In our study, higher levels of depression symptoms were associated with higher viral loads, a finding consistent with other studies ( Amanor-Boadu et al., 2016 ; Herkenham & Kigar, 2016 ). However, this association was only found in women, the group with a smaller sample size. It will be important to confirm these results with a larger sample, and analyze them in light of other variables, such as ART adherence, to determine if adherence is a mediator variable between depression and higher VL.
Programs designed to decrease the mental health morbidity in PLWH are necessary to improve adherence, retention in care and quality of life. Appropriate responses require systematic information on mental health status of PLWH and comprehensive approaches considering the sex differences in mental health issues and other socioeconomic vulnerabilities. These results serve as a starting point for the design of gender-sensitive mental health interventions, yet additional research is required on a larger sample to confirm these results and further detail specific needs and vulnerabilities in women living with HIV.
Limitations
This comparative study used data from a cross sectional survey evaluating condom use and serostatus disclosure. The study and the sampling strategy were not designed to compare differences in variables by gender. However, the percentages of women and men in this analysis mimic the national proportion of women living with HIV in Mexico ( Secretaría de Salud & Dirección General de Epidemiología, 2016 ), and the proportions seen at the clinic. Moreover, the study collected a limited amount of social and economic variables, and other variables may be important to further understand the vulnerability profile we have found in women living with HIV.

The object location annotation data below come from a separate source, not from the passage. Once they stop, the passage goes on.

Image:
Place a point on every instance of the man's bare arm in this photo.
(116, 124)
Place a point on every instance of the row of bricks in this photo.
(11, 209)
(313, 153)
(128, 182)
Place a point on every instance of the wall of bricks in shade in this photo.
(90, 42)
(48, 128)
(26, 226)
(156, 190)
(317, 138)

In the other hand, some PLWH that were invited did not accept to participate in this study and this could represent a bias of sample selection in our data.
Data analyzed come from a cross-sectional survey, yet it is well established that levels of depression and anxiety can change over time and according to the stage of HIV infection. For example, they can increase after an HIV diagnosis but improve after individuals learn to cope and adapt to the diagnosis. In further studies it will be important to include stage of HIV infection (recently diagnosed, starting treatment, etc.) as well as to follow individuals longitudinally to obtain a more accurate picture of frequency of anxiety and depression in this population overtime.
Funding
This study did not receive specific financial support.
Conflict of interest
The authors declare that there is no conflict of interest.
Acknowledgments
Authors are gratefully indebted to the people living with HIV who participated in this study; the Psychosocial team, the Virological Diagnostics Laboratory, and the administrative staff of the CIENI-INER for the facilities provided during data collection.